I agree that focusing on size retention makes more sense for us since PVCs are isolated based on that anyway. I think for now it'd probably be ok to let time retention be configured through config overrides if it is actually desired by the user?

nightkr commented 1 year ago

Cross-referenced which repository types would need to be configured this way, but I think otherwise the original ticket did a pretty good job.

lfrancke commented 1 year ago

I'm fine with only having size based retention but the description is still a bit too unclear for me. This will require a CRD change, right? I think what you're suggesting is that the PVC size is split up between all repositories automatically or should the user select a percentage of size?

e.g. flow: 50%, archive: 30%, provenance: 20% ?

sbernauer commented 1 year ago

Currently this is a bug as nifi.provenance.repository.max.storage.size=10 GB is hard-coded. The demo used a pvc size of 5Gi for provenance and bad things happened. Each repository gets a own pvc. No CRD change is needed IMHO. We only remove the hard-coded nifi.provenance.repository.max.storage.size=10 GB setting and put in the actual pvc size.

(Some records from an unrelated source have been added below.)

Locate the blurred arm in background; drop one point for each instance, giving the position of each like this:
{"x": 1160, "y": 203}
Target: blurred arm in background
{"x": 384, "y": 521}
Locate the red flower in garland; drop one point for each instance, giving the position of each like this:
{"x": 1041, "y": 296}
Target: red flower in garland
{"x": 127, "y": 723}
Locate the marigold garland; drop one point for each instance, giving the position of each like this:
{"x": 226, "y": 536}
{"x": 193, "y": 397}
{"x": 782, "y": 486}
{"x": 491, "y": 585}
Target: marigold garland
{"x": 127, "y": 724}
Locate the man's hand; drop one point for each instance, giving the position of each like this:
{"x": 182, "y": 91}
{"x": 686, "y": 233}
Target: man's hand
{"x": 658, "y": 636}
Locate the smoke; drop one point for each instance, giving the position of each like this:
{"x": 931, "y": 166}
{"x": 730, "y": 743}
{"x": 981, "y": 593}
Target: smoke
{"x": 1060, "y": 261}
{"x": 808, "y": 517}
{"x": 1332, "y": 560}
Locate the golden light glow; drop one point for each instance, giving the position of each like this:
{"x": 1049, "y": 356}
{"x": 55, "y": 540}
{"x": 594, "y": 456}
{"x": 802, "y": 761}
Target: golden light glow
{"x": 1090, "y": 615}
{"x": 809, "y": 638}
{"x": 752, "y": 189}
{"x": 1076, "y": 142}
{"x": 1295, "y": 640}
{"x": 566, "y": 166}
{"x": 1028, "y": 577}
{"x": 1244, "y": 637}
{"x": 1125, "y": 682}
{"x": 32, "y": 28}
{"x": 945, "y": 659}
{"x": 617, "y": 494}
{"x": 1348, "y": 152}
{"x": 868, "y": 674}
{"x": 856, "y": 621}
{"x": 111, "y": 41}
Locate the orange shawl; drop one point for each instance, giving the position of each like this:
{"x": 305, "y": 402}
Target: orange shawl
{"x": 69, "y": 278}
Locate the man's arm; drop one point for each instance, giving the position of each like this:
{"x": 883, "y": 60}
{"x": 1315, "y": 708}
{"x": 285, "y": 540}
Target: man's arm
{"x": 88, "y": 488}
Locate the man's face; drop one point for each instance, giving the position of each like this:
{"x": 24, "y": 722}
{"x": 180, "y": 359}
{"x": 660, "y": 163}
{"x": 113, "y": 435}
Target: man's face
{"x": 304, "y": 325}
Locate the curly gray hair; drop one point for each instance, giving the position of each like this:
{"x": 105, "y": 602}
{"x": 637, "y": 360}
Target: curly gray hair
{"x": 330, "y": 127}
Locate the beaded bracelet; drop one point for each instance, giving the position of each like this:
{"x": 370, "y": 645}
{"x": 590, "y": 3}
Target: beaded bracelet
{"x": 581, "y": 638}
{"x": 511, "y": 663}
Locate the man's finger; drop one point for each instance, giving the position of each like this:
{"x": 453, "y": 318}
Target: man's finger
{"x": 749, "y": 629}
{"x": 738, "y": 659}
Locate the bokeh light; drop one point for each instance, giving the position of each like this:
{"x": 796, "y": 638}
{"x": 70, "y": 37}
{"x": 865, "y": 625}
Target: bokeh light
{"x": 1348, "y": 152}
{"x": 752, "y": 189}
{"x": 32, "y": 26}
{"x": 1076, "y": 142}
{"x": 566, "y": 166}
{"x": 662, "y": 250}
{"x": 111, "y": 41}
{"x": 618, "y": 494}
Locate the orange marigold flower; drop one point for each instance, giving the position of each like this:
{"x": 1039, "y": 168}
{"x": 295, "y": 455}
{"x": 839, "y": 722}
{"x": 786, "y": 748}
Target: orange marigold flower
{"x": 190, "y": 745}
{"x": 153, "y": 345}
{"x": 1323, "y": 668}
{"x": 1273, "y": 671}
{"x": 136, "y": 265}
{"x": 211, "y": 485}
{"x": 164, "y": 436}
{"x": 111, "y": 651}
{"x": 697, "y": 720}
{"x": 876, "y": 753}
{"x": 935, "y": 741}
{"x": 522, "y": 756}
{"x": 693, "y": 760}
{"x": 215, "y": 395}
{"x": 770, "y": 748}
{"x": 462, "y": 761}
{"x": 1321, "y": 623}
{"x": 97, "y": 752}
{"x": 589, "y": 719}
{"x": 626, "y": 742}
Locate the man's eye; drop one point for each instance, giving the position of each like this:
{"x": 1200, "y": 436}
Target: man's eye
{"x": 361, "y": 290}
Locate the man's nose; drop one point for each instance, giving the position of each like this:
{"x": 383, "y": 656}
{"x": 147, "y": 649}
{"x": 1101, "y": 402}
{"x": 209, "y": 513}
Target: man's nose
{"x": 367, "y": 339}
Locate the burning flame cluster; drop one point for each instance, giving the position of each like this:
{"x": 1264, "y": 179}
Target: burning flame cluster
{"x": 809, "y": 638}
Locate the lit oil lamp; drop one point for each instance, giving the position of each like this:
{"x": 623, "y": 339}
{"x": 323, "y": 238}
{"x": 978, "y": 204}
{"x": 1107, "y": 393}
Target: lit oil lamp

sbernauer commented 1 year ago

The

e.g. flow: 50%, archive: 30%, provenance: 20% ?

part is decided by the user. He needs to specify the pvc sizes for every repository individually

lfrancke commented 1 year ago

My comments were based on a misunderstanding of the proposal. I thought that the CRD snippet above is the proposed new one and didn't realize that this already exists.

Time based retention is out of scope for now. Please make sure to leave a safety buffer of at least 100MB (which means we also need to validate that a storage PVC is at least 101MB in size :)

lfrancke commented 1 year ago

Almost none of the checkboxes are ticked. Neither in the PR nor here, can you make sure that everything is done?

sbernauer commented 1 year ago

Checked implementation and the boxes